The tables turned in this episode. While there was a hint of a gay rights message (Kurt stands up to a jock bully and learns that gays need to stand up for themselves) the episode shed a ton of insight into Kurt’s character. He starts out depressed, feeling lonely (as he’s the only openly gay student in school) and tells Mr. Schuester he doesn’t feel challenged after the teacher pits the girls against the boys and insists Kurt join the boy’s team.
But Mr. Schuester accepts the challenge and shakes things up when he assigns the boys to sing songs traditionally sung by women and the girls to sing songs traditionally sung by men.
In the meantime, Kurt ends up spying on the Dalton Academy Warblers, the glee club’s competitors in the upcoming sectionals. But instead of properly spying, Kurt is taken in by the environment. The academy’s glee club is actually considered cool, and Kurt learns that their lead singer, Blaine, is gay but completely accepted by his academic peers.
Suddenly, Kurt doesn’t feel so lonely. And when the next time his bully, Dave Karofsky, slams up against a locker, Kurt confronts him, only to have the jock kiss him.
Kurt is confused, borderline horrified, and we suddenly see him (not to mention Karofsky) in a whole new light. Kurt is still the only openly gay student at William McKinley High, but he’s not the only gay student.
Kurt understand now why Karofsky’s singled him out; Kurt has had the courage to embrace who he is as Karofsky is forced to hide who he is, to wear a mask every day. Jealousy, admiration, self-loathing, and even attraction are all swimming around inside him, pulling him in conflicting directions. But the kiss has disturbed Kurt for another reason, too: he reveals to Blaine that before that moment, he had never been kissed. Who would want their first kiss to be the result of an angry confrontation rather than a tender, loving moment?
But Kurt wasn’t the only one at William McKinley that had never been kissed. When Coach Beiste quits after learning that Glee club students were picturing her to “cool off” while they made out with their girlfriends, she admitted to Mr. Schuester that she had never been kissed. Mr. Schuester leans in and kisses her, giving her a boost of confidence.
This seems like it’s leading somewhere bad. It seems unlikely that Schuester would actually be romantically interested in Beistie, yet the kiss may have led her on. On the other hand, it certainly would be interesting if Mr. Schuester found himself genuinely attracted to her and continued pursuing her. Realistic? Not really. But while men are notorious for focusing on women’s outer beauty, it’s not unheard of for them to look past it to beauty that lies beneath the skin.
Another unlikely pairing took place in the form of Artie and Puck. While Puck initially starts hanging out with Artie because he believes it qualifies as public service for his parole from juvenile detention, the two seem to have struck up a friendship. Again, this unlikely pairing is refreshing. While real high schools are often broken up into cliques, as students mature those cliques are breached all the time. Changing things this way is just what Glee needs to keep itself fresh.

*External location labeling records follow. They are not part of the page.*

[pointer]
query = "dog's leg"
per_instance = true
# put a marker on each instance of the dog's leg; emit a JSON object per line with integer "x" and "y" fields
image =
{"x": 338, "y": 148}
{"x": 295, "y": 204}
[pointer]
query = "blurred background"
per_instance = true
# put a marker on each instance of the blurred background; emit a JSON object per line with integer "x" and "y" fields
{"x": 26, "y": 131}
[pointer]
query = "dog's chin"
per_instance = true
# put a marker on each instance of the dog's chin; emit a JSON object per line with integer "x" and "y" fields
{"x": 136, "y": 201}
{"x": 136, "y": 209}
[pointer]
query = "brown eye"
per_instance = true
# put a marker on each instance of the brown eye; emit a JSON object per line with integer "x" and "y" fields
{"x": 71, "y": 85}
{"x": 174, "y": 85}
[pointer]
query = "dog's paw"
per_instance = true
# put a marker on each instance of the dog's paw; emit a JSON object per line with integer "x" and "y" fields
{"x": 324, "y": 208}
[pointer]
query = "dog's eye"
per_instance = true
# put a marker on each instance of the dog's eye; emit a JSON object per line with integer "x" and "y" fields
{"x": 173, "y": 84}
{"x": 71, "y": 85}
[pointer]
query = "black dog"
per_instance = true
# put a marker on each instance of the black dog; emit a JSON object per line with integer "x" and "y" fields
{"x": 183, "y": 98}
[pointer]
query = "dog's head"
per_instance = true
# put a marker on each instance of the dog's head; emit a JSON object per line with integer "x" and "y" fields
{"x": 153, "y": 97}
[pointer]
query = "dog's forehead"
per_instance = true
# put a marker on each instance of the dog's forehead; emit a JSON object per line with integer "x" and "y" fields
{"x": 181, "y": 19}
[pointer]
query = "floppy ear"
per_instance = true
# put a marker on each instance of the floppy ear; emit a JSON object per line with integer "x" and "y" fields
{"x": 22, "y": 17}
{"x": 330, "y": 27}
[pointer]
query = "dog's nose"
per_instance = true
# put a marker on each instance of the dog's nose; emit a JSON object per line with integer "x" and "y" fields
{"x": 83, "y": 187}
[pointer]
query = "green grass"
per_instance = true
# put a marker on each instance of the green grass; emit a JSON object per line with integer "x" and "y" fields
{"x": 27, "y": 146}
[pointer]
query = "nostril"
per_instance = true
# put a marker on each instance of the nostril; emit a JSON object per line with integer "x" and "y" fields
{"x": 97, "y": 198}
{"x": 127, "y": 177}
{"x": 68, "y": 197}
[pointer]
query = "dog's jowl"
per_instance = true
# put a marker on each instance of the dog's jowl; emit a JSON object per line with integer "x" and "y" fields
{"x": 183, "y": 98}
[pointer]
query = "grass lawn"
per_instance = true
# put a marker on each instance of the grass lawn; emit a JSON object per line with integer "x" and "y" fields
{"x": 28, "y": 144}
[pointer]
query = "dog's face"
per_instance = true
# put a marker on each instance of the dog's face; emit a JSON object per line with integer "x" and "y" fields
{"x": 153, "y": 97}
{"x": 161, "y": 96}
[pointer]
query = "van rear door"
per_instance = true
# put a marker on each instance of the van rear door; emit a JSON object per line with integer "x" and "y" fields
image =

Whereas sometimes when the “Glee” story soars, the music suffers, and vice versa, this episode proved to be a pleasant exception. Every performance was inspired, catchy, and added something to the story, from Puck and Artie teaming up to perform Bob Marley’s “One Love,” to the Warbler’s badass, a cappella cover of Katy Perry’s “Teenager Dream.” The music stalled just a little when the girls performed their mash-up of the Rolling Stone’s “Start Me Up” mixed with Bon Jovi’s “Livin’ on a Prayer.” The song selection was solid, but the performance was mediocre. But the guys shone in the closing number, a tribute to Coach Beiste combining The Supreme’s “Stop! In the Name of Love” and En Vogue’s “Free Your Mind.”